De sociaal-ethische fondsen hebben tot 1 januari 2003 de gelegenheid om de financieringsvoorwaarden van bestaande sociaal-ethische projecten in overeenstemming te brengen met de Regeling sociaal-ethische projecten. Dit kan geschieden op de wijze zoals hiervoor onder “programmagoedkeuring” is omschreven.

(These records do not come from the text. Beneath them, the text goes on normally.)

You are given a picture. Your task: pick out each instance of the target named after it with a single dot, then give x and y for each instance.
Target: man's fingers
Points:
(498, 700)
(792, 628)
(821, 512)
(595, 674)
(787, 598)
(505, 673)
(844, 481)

Hoofdzakelijkheidscriterium

In hetzelfde Algemeen Overleg heb ik aangekondigd dat een wetsvoorstel in voorbereiding is waarin het percentage van het vermogen dat een sociaal-ethisch fonds sociaal-ethisch moet beleggen, wordt gewijzigd van ten minste 90% in meer dan 70%, het hoofdzakelijkheidscriterium. Indien na twee jaar blijkt dat het hoofdzakelijkheidscriterium niet haalbaar is vanwege een onacceptabel laag rendement, zal een heroverweging van het hoofdzakelijkheidscriterium plaatsvinden. Gedurende de tweejaarsperiode zijn de sociaal-ethische fondsen geen lumpsumheffing verschuldigd over het vermogen dat wel grotendeels sociaal-ethisch is belegd maar niet hoofdzakelijk.

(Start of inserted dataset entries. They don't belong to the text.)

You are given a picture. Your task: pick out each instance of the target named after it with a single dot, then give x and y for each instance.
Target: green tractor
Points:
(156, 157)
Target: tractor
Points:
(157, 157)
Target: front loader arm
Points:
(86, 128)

Nu reeds toezeggen dat over twee jaar het grotendeelscriterium wordt geïntroduceerd, betekent dat de sociaal-ethische fondsen geen enkele prikkel hebben om te trachten voor de belegger een goed rendement te behalen met een duidelijk sociaal-ethisch gekleurd vermogen. Juist omdat de belegger geïnteresseerd is in beleggingen bestemd voor ontwikkelingsdoeleinden is het van belang dat een sociaal-ethisch fonds niet bij voorbaat al zijn sociaal-ethische glans verliest. Met name de belegger die op dit moment al een sociaal en/of ethische getinte belegging aanhoudt, zal de nadruk leggen op de kleur van de belegging.

Oikocredit

Tegelijkertijd met de totstandkoming van de regeling sociaal-ethische projecten speelt het vraagstuk Oikocredit. Oikocredit kan vooralsnog niet kwalificeren als sociaal-ethisch fonds omdat het niet is ingeschreven in het register, bedoeld in artikel 18 Wet toezicht beleggingsinstellingen en als zodanig niet vergunningplichtig voor de Wet toezicht beleggingsinstellingen. Inmiddels heb ik begrepen dat er een oplossing gevonden is waardoor Oikocredit zich alsnog kan inschrijven in genoemd register. Zodra dit is gebeurd en aan alle overige voorwaarden van artikel 5.15 van de Wet inkomstenbelasting 2001 en artikel 29 van de Uitvoeringsregeling inkomstenbelasting 2001 is voldaan, kan op verzoek aanwijzing als sociaal-ethisch fonds plaatsvinden.

Met deze oplossing krijgt Oikocredit de mogelijk om de particuliere belegger in Oikocredit te laten profiteren van de fiscale faciliteiten van de vrijstelling sociaal-ethisch beleggingen, terwijl Oikocredit, net als alle andere mogelijke sociaal-ethische fondsen, gebruik kan maken van de versoepelde Regeling sociaal-ethische projecten.